Recommend new released movies to Netflix users (using IMDB movie features, and netflix user ratings)
Hadoop Jobs Structure
TRAINING TOOL
- Parsing Data : convert data into sequential files for later jobs
- Parse Imdb Data
- Parse Netflix Data
- Initialize Imdb clusters and Netflix cluster: Used Random probability p=0.2 for selecting Vector (imdb or nflix vector) as center and all selected vectors are aggregated to create the initial centers of K clusters.
- InitKCluster.
- InitNetflixCluster.
- Iteration of K mean algorithm:
- Imdb: used Euclidean distance as a measure between the movies.
- Neftlix K mean: used cosine distance
While iterating, if clusters are not assigned any Data point then those centers are randomly reinitialized.
- Last Iteration for Assignment of Movies (imdb or Netflix movies ) to respective clusters in a file.
- FinalStepKImdb
- FinalStepKNetflix
TEST TOOL-responsible for
- Mapping between users and imdb movies
- Mapping imdb cluster with nflix cluster
- Map Between Netflix clusters and users:
- Mapping between Test movies and users
- Final mapping for imdb cluster with user: output from 1.
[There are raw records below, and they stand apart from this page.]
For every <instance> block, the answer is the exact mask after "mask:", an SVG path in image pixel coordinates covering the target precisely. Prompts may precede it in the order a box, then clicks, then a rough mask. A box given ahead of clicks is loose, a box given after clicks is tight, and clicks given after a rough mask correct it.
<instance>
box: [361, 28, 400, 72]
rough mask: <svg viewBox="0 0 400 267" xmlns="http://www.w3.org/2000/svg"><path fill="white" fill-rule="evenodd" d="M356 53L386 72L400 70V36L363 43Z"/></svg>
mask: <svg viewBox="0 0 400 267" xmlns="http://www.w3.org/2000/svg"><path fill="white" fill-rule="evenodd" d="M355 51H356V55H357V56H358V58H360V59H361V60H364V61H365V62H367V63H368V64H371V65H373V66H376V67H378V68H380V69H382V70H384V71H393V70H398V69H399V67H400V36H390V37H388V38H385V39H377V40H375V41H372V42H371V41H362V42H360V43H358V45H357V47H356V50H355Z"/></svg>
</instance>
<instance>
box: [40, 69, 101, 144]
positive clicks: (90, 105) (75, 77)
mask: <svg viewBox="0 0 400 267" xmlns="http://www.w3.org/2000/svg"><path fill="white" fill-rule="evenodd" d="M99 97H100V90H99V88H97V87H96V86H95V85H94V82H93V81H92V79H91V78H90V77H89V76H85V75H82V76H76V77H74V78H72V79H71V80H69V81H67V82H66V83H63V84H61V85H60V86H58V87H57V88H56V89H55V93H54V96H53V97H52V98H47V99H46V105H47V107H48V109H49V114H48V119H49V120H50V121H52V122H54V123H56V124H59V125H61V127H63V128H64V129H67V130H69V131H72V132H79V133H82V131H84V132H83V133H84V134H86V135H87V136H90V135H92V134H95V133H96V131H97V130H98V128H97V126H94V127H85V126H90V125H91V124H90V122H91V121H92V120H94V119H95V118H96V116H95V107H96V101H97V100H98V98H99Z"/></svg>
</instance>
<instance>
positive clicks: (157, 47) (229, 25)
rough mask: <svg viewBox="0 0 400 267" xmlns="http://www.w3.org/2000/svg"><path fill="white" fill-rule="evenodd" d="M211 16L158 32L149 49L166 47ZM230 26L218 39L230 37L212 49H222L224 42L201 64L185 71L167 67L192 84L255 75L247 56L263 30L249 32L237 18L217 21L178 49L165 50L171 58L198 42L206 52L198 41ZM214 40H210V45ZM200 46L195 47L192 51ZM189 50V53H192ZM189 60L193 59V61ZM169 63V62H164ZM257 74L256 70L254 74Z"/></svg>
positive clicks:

- Map testing movies with imdb cluster
- Final Recommendation: use output from above 2 jobs and map the test movie with Users
Program Parameters
-
CLUSTER_MAP_THRESHOLD: each Netflix cluster is mapped with Imdb cluster if it‘s distance is less than minimum_distance*CLUSTER_MAP_THRESHOLD; (so one Imdb cluster is mapped with more than one Netflix cluster)
-
Map_Threshold: each test movie is mapped with more than one imdb cluster if it’s distance is less than minimum_distance*MAP_THRESHOLD. (the value of above parameter is >1 , chosen values are 1.05 for both)
-
K: number of Imdb clusters(chosen value is 100);
-
Netflix_K: number of Netflix clusters for K mean (chosen value 200). With Netflix dataset, no of clusters are reducing during the iteration (due to no assignment of movies), that’s why more number of clusters are initialized to counter the problem. (*cluster are reinitialized if the cluster is not assigned with any data point)
-
USER_FILTER: used for filtering user based on rating. if the user rating is greater than USER_FILTER then that user likes the movie.